La mostra intende porre in risalto questa profonda versatilità nel ritratto ottenuta grazie a una significativa capacità d’introspezione psicologica e a una tecnica prodigiosa che tentava di cogliere la realtà nel suo eterno, immutabile divenire. Poiché ciò che a lui interessava era trasmettere le impressioni ricevute dalla natura.
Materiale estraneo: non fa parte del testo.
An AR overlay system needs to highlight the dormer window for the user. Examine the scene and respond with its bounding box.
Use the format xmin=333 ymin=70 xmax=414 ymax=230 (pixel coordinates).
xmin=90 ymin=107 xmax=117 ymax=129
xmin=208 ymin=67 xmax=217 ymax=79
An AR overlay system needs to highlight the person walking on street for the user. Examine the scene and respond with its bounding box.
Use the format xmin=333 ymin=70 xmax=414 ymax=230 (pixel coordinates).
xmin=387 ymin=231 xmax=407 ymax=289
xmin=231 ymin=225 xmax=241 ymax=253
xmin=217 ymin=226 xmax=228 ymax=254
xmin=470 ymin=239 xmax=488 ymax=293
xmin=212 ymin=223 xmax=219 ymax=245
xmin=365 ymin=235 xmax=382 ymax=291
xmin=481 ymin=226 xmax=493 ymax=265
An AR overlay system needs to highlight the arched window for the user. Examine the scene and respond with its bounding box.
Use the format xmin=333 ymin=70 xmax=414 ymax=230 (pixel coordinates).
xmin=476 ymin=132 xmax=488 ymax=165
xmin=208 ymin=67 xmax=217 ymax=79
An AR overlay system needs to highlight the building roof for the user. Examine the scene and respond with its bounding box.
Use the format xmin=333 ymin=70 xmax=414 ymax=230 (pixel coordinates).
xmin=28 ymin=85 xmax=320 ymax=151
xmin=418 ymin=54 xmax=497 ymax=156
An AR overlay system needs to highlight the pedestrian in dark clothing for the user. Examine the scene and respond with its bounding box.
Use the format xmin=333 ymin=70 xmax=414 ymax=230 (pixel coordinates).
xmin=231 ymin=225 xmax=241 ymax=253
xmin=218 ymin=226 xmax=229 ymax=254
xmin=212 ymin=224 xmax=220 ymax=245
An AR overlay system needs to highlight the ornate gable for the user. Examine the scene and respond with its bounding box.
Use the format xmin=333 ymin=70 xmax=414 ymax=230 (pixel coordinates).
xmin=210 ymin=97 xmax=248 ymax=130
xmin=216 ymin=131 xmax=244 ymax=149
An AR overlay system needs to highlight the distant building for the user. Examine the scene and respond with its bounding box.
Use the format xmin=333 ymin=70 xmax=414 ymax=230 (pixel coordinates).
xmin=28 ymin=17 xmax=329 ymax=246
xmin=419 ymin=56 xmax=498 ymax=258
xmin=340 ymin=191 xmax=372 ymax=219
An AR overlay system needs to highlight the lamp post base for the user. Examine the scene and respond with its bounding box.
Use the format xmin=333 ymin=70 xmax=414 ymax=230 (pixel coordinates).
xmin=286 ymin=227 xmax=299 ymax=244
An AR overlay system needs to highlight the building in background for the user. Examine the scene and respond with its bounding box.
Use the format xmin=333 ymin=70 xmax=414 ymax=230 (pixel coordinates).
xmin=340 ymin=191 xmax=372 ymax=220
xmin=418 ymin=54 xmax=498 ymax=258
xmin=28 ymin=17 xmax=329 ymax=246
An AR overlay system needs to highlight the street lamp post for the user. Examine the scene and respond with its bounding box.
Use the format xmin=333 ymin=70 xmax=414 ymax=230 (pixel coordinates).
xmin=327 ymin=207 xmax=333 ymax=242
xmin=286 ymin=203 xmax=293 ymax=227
Che si trattasse della moglie, la bellissima modella svedese Elin, e del figlio Pierre, scomparso ad appena due anni, di Garibaldi, dello zar Alessandro III, per il quale nel 1901 realizzò il monumento equestre a Pietroburgo, o del duce, di arabi, brumisti, fantini, amazzoni e danzatrici così come del proprio lupo Vaska o di bracchi, cirnechi, levrieri e siberiani, cervi, cavalli, elefanti, iene o cammelli, era solito ammettere che «quando studio e produco un essere vivente non è la cosa in sé che desidero rappresentare, ma la vita che vivifica e anima tutte le cose ugualmente».
Agli inizi del nuovo secolo, l’eco della sua fama si era ormai estesa a livello internazionale. Dal 1898 al 1905 tenne la cattedra di scultura all’Accademia Imperiale di Belle Arti di Mosca. Dopo avere soggiornato a Parigi, nel 1908, in seguito all’allestimento di una personale negli Stati Uniti e all’acquisto da parte del museo di San Francisco per il tramite di Michael Henry de Young di alcune sue creazioni, maturò di trasferirsi prima a New York e successivamente a Pasadena.
I soggetti prediletti di questo periodo furono gli esponenti dell’upper class e della borghesia industriale locale quali Lady Constance Stewart Richardson, Margaret Stewart, Grace Cookson Stair, Mrs. Harold McCormick, Thamara Swirskaya, Harrison Grey Otis, George Waterman, così come divi del cinema muto come Mary Pickford e Douglas Fairbanks. Dagli anni Venti si stabilì a Parigi, alternando diversi viaggi tra lo studio di Neully-sur-Seine e la villa di Suna. Nel 1932, cinque anni dopo la scomparsa della moglie, tornò a Suna e, per una grave anemia favorita dall’astensione completa dalle carni, morì nel 1938.